Anna fiel es damals schwer, die neue Erkenntnis über ihre Freundin mit dem eigentlichen Bild, das sie von ihr hatte, zu verbinden. Laura war kein Mensch, der sich so behandeln ließ. Eigentlich. Sie feuerte zurück, wann immer sie sich ungerecht behandelt fühlte. Eigentlich. Anna konnte nicht nachvollziehen, warum Laura sich nicht schon früher von Daniel getrennt hatte. "Du bist doch sonst nicht so und kannst dich doch immer gut wehren!", hatte sie ihre Freundin konfrontiert. Laura blieb daraufhin eine Weile still und dachte nach. "Ich hab das, als er mich das erste Mal schlug, gar nicht richtig realisiert", antwortete sie nach einer Weile. Daniel sei ziemlich betrunken gewesen, ebenso wie sie. Irgendwie sei eine unwichtige Streiterei dann einfach eskaliert. Er habe sie geohrfeigt und angeschrien, aber irgendwie hätte sie das in dem Moment gar nicht als so schlimm wahrgenommen. Am nächsten Morgen hätten sie kurz darüber gesprochen, Laura habe ihm eine Szene gemacht, Daniel sich entschuldigt. Daraufhin sei das Thema erledigt gewesen und sie hätten es einfach totgeschwiegen.

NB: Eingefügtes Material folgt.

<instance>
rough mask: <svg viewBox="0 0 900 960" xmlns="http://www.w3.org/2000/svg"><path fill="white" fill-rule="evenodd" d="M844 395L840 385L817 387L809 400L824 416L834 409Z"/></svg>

Situationen wie die von Laura sind keine Seltenheit. Statistisch gesehen erlebt jede vierte Frau in Deutschland im Laufe ihres Lebens einmal häusliche Gewalt. Das belegen Zahlen des Bundesministeriums für Familie, Senioren, Frauen und Jugend. Berücksichtigt man die Dunkelziffern, ist sogar jede zweite oder dritte betroffen. Dabei kann es Frauen aus allen Bevölkerungsschichten treffen. Diese Übergriffe reichen von wütenden Ohrfeigen bis hin zum Schlagen mit Gegenständen. "Wie viele Frauen sich nach einem Übergriff von ihrem Partner trennen und wie viele bleiben, lässt sich nicht pauschal sagen", erklärt Maria*, Beraterin beim Hilfetelefon Gewalt gegen Frauen, einer Einrichtung des Bundesamts für Familie. Sie hilft Anruferinnen via Chat oder Telefongespräch anonym in Situationen, die zum Beispiel häusliche Gewalt betreffen.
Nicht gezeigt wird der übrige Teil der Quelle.